Blood pressure cuffs? Yes. Amoxicillin? Not so much. Dentists must change the way they attend to their patients' cardiovascular health, according to oral medicine specialist Michael Siegel, D.D.S., M.S., who chairs the department of diagnostic sciences at Nova Southeastern University. And the good news is that you can bill for your medical advice.

In particular, he said, guidelines from the National Institutes of Health (NIH) are putting dentists on the front lines in detecting high blood pressure. At the same time, the American Heart Association (AHA) has drastically narrowed the category of patients who need antibiotics before dental procedures.

"Dentists have this sort of paradigm that you can't charge a patient unless you give them some sort of jewelry -- gold, porcelain...."

— Michael Siegel, D.D.S., M.S. "Dentists and hygienists are now responsible for early detection of hypertension," said Dr. Siegel, citing 2003 NIH guidelines. So dentists or their staff should take their patients' blood pressure regularly. "Get a digital cuff," Dr. Siegel told attendees at the recent California Dental Association Fall Scientific Session. "While you're saying, 'Hello,' and updating their history, push the button."

According to a 2004 report in the Journal of the American Dental Association, the measurement should be taken once a year on all patients (JADA, May 2004, Vol. 135:5, pp. 576-584).

So what do you do when you have the data? If patients have either prehypertension (systolic pressure 120-139 or diastolic 80-89) or stage 1 hypertension (systolic pressure 140-159 or diastolic 90-99), you can treat them but you should recommend they see their doctors about lifestyle changes and medication.

If they have stage 2 hypertension (systolic pressure ≥ 160 or diastolic ≥ 100), "you shouldn't be doing any elective dental care on them," Dr. Siegel said. "These are the people who are going to have a stroke. These people should go to their physicians. You pick up the phone."

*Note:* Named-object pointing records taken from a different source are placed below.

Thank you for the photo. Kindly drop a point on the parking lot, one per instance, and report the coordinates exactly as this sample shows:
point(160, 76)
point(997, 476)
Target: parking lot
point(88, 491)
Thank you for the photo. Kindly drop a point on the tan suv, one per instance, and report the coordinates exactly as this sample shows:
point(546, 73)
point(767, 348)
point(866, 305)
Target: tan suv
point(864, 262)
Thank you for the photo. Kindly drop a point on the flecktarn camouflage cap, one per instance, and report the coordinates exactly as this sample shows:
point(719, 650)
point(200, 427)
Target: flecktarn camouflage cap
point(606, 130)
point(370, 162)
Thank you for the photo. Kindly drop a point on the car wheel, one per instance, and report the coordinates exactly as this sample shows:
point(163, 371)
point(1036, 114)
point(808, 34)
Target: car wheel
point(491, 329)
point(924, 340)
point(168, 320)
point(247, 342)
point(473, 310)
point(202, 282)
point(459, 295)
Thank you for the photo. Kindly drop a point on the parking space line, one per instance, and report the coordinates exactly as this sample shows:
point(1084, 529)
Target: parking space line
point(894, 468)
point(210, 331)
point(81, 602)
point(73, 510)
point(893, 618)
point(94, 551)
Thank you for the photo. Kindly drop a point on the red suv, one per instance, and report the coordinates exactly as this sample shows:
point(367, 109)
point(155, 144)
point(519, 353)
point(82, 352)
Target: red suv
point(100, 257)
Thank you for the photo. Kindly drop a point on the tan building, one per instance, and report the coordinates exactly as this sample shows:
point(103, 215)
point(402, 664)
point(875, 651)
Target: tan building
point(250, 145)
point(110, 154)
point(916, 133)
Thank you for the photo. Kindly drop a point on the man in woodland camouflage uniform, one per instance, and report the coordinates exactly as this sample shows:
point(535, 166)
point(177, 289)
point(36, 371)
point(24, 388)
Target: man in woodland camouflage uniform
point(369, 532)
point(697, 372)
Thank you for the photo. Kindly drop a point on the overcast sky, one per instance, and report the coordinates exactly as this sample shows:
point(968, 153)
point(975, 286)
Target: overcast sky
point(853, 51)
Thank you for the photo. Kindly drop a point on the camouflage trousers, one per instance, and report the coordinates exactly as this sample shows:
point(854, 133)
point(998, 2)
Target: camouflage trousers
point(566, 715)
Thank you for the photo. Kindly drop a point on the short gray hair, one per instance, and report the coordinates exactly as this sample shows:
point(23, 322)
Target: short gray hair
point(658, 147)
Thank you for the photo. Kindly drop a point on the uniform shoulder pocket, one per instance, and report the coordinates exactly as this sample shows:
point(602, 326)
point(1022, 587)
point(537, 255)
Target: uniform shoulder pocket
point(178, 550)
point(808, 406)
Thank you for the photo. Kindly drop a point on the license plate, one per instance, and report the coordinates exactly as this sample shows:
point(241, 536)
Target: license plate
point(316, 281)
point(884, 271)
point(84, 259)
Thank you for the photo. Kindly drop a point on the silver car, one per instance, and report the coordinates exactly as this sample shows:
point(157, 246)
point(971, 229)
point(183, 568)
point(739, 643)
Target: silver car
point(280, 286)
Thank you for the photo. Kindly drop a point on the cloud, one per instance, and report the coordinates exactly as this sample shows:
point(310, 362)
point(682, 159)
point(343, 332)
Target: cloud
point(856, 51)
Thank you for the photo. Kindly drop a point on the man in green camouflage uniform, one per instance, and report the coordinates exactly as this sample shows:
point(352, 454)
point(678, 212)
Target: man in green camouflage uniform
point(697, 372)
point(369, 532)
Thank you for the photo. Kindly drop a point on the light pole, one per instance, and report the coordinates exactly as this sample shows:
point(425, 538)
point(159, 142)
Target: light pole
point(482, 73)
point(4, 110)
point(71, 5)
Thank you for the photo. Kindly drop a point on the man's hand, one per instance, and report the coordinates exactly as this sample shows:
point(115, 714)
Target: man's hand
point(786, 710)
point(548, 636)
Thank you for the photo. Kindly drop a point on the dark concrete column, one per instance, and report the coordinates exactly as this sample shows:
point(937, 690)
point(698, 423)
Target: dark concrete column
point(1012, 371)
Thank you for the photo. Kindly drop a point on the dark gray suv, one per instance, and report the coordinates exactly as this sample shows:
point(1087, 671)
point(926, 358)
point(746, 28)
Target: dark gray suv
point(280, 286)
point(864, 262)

Hypertensive patients run a higher risk of many serious diseases. And the condition can pose specific problems to dentists. For example, these patients shouldn't receive too much epinephrine. According to the JADA review, "While there is no official maximum dose for vasoconstrictors when administered with local anesthetic, two to three cartridges of lidocaine with 1:100,000 epinephrine (approximately 0.036-0.054 mg epinephrine) is considered safe in ambulatory patients with all but the most severe CVD [cardiovascular disease]." The review also said that "retraction cords containing epinephrine should be avoided."

Hypertensive patients may also feel dizzy if they get up too quickly from the dental chair. And medications for the condition can cause a wide range of side effects, including xerostomia, gingival overgrowth, lichenoid lesions, increased cough, and loss of taste. ACE inhibitors have been associated with a "scalded mouth" syndrome.

When hypertensive patients present with these problems, Dr. Siegel recommends calling their medical doctors. You can ask, "Is there a drug from another class that will fix this problem?" Fortunately, several classes of drugs are available for the condition.

Dentists need to attend to their own prescriptions as well. Some hypertension drugs may interact with drugs used by dentists; for example nonsteroidal anti-inflammatory drugs (NSAIDs) taken over a long term can weaken some antihypertensive drugs.

Advising patients on these issues can even bring in money, Dr. Siegel said. You can bill dental insurance with the codes 00140 (limited consult), 00150 (moderate consult), or 00160 (high level consult). "Dentists have this sort of paradigm that you can't charge a patient unless you give them some sort of jewelry -- gold, porcelain," he said. But advice can be just as valuable. "Don't give it away."